Nanoproteomics: a promising future
As nanotechnology continues to play an important role in the growth of different biological disciplines, it will undoubtedly make significant contribution towards promoting proteomic research in the future. Looking at the earlier discussed nanoproteomic case studies which indicate its current status pro and where nanoproteomics may be in the future, two trends can be clearly identified evolutionary growth versus revolutionary growth. The evolutionary trends will continue to feed into existing proteomic techniques to improve their capabilities (e.g. miniaturization of MS-based platforms and incorporation of nanoparticles in advanced separation techniques). On the other hand, the revolutionary trends will lead to the development of new technologies, such as SERS-based platforms, which will enable new biomarker discoveries. Technologies such as SERS will not only uncover the existing biomarkers with high sensitivity, but it will also enable development of new label-free biomarker profile of different biological samples. SERS-based and other similar technologies will most likely fundamentally redefine the biomarker discovery platforms, as they will enable spectroscopic signatures of different foods and beverages to be employed as biomarkers. This will mean than any adulteration, allergen introduction or microbial contamination of foods and beverages will be effectively traced to the minuscule level within fraction of time with high selectivity.

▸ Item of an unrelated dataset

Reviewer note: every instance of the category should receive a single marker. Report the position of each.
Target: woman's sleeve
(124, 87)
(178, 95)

Commercially, it might be desirable to have a single nanoproteomic platform that can be used to screen all microbes and biomarkers in any matrix. However, in reality, each microbial type and food matrix has different characteristics that need to be considered when selecting a sample preparation and diagnostic platforms. For instance, a key point often overlooked when developing nanosensor devices is the levels of pathogen or toxin targets expected to be present in the sample. In clinical samples, the allowable limit for the target pathogen or toxin might be higher, whereas in foods, it is required to be present at low numbers (1 CFU or ng per 25 g of sample). Similarly, for medical diagnostics, there is a need to develop miniaturized (lab-on-a-chip) diagnostic platforms requiring very small sample volumes (L). On the contrary, it is not always necessary to use low sample volumes for foods and beverages. Hence, nanoproteomic approaches in foods and beverages should focus on devices that enrich samples to increase cell numbers or concentrate the target, as use of low amount of samples ultimately reduces the overall sensitivity of nanoproteomic devices.
Acknowledgments
VB thanks the Australian Research Council (ARC), Commonwealth of Australia for award of an APD Fellowship and research support through the ARC Discovery (DP0988099, DP110105125) and Linkage (LP100200859) grant schemes. VB and RS acknowledge the support of the Ian Potter Foundation to establish nano-genomic and nano-proteomic facilities at RMIT University, outcomes of which have been discussed as a part of this review. LZ thanks the MIPAF (NUME) and Consorsio Italiano Biotecnologie (CIB) for the financial support. RR acknowledges the great support of Professors Yoshihiro Shiraiwa (Provost, Faculty of Life and Environmental Sciences, University of Tsukuba) and Koji Nomura (Organization for Educational Initiatives, University of Tsukuba), and Professor Seiji Shioda and Dr. Tetsuo Ogawa (Department of Anatomy I, Showa University School of Medicine) in promoting interdisciplinary research and unselfish encouragement. Finally, we appreciate the Editor at IMPROVE Consultancy (Pvt.) Ltd. (http://improveconsultant.com/; Scientific & English Editing) for checking this manuscript.
5.
Concluding remarks
Genome-driven technologies including proteomic and system biology have revolutionized the field of biomarker discovery and applications in foods and beverages. Examples provided in this review demonstrate the power of proteomics and translational proteomics in addressing food and beverage safety. A number of proteomic techniques are being developed for fast and sensitive detection of biomarkers. One example is the quantitative proteomics, allowing the rapid identification and quantification of stress and tolerance-related proteins. Moreover, understanding the dynamics of expression and PTMs of involved proteins, and gaining direct insight into their function can provide essential information that for example, can be rapidly applied to engineer stress tolerant crops with novel traits through biomarker selection and transgenic strategies. Nanoproteomics are emerging new research areas for rapid and sensitive development and detection of suitable biomarkers for foods and beverages. Provided examples of its applications demonstrate that nanoproteomics have promising future for food and beverage safety. Yet, this technology needs to be optimized for its different applications and adapted widely in industries, government, and non-government sectors. A common theme for all biomarker nanoplatforms is to not only reduce the time of analysis but also ensure a low percentage of false negatives and positives. Ideally, the employed nanotechnique should be quantitative, although in many instances, qualitative tests will suffice, provided the sensitivity (detection limit) is sufficient for the target. When developing nanoproteomic approaches, it is imperative to appreciate the end application and thereby tailor the nanodevice characteristics.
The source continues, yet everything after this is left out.